Mulysari may have been penalised a maximum of 4,500 rupiah (A$0.51) and 16 months' imprisonment under the Indonesian penal code on defamation.
But the new cyberlaw - targeted at hackers, spammers and DDoS attackers - meant Mulysari could be penalised up to one billion rupiah (A$113,475) and six years imprisonment.
Dewi said one million Facebook users expressed their support for Mulysari through various groups, raising a total of 1.2 billion rupiah in on- and offline donations. She was subsequently acquitted in two civil defamation lawsuits, and was expected to also escape criminal charges.
"Facebook [is] having a big impact in influencing some political and legal issues in Indonesia," Dewi said, noting that the Indonesian Government was now seeking academics' advice on cyberlaw amendments.

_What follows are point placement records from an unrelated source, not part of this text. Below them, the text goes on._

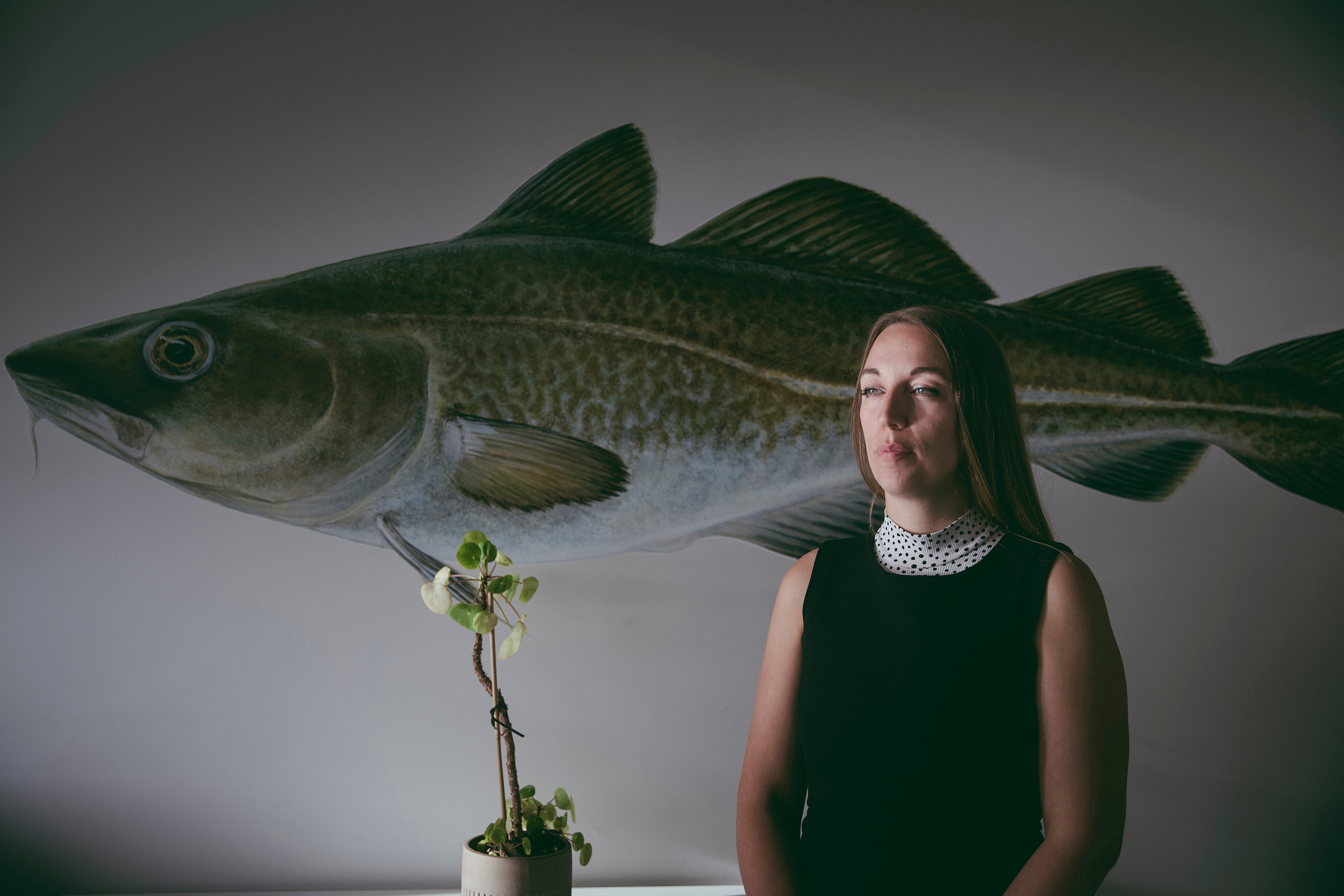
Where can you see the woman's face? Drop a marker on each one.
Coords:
(909, 414)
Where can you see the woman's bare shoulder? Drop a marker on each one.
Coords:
(795, 586)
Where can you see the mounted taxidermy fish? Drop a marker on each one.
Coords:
(558, 381)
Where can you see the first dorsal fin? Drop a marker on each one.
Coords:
(1137, 306)
(826, 225)
(604, 189)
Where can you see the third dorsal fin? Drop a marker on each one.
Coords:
(604, 189)
(1139, 306)
(831, 226)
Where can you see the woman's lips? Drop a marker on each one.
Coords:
(893, 452)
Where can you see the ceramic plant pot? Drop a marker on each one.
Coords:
(522, 876)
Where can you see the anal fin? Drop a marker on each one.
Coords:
(797, 528)
(1142, 470)
(421, 562)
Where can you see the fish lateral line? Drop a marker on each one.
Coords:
(1112, 400)
(620, 331)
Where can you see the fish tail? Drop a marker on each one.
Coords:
(1312, 466)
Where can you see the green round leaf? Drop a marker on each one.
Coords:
(463, 614)
(470, 555)
(529, 587)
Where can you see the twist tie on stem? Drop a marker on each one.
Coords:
(496, 723)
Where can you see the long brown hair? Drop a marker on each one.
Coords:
(994, 465)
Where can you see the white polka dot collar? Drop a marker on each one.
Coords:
(952, 550)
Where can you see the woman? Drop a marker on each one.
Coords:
(947, 694)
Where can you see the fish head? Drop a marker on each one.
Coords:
(276, 414)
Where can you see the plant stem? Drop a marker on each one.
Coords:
(495, 696)
(504, 726)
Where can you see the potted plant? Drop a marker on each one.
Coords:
(529, 849)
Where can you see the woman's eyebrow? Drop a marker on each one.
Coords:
(918, 370)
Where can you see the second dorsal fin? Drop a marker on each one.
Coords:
(604, 189)
(827, 225)
(1139, 306)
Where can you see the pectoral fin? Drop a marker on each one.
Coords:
(526, 468)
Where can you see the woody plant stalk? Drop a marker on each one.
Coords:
(545, 828)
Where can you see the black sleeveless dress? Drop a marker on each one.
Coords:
(917, 718)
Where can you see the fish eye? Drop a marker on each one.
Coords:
(179, 351)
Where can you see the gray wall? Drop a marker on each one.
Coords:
(195, 699)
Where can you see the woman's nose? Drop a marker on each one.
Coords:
(898, 413)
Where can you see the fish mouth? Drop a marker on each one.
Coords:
(105, 428)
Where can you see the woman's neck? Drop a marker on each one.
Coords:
(924, 515)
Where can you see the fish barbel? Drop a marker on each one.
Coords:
(558, 381)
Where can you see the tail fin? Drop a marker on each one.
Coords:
(1316, 468)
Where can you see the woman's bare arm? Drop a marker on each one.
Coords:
(1084, 739)
(773, 785)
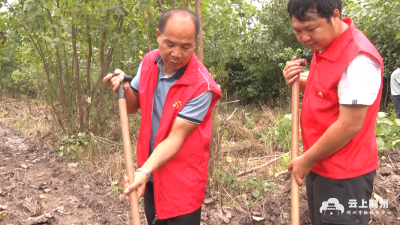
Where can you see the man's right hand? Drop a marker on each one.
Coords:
(292, 71)
(113, 82)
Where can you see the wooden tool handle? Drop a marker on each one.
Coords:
(133, 201)
(295, 150)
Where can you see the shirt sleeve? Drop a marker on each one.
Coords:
(135, 81)
(195, 110)
(360, 82)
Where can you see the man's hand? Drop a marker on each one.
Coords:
(113, 82)
(300, 167)
(139, 183)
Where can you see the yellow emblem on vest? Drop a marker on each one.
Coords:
(177, 104)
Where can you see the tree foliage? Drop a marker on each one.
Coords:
(61, 49)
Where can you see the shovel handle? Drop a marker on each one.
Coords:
(295, 150)
(133, 200)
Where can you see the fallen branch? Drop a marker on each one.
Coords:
(261, 166)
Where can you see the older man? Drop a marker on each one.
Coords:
(176, 94)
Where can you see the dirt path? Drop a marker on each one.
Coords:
(37, 187)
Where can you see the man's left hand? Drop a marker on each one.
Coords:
(139, 183)
(300, 167)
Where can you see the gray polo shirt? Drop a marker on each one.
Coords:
(194, 111)
(395, 82)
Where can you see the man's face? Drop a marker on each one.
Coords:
(177, 42)
(316, 34)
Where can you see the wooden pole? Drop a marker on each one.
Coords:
(295, 150)
(133, 201)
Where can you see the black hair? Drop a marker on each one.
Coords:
(302, 10)
(184, 12)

Although privacy was still a nascent area of Indonesian law, young Indonesians were leading a push towards more privacy protections, Dewi said.
Her Australian guest lecture came ahead of the planned December 2011 implementation of a single identity number for all Indonesians that would be stored on a population database and used to process administrative services.
Indonesia was also in the process of ratifying the European Union's Convention on Cybercrime, which called for procedures to force service providers to surrender information about subscribers, and intercept and record traffic.
The Australian Government announced plans to accede to that treaty in May, 2010.
"Indonesians, especially younger generations, have a strong voice that privacy has to be protected. But other parts of society don't care," Dewi said.
She blamed a lack of privacy regulations for local banks' practice of selling customers' data to credit card marketers.
"In the academic sphere, we understand that we need this [privacy] regulation ... [But] unfortunately in Indonesia, cyberlaw hasn't been a priority," she said, highlighting corruption and bureaucracy as more pressing issues.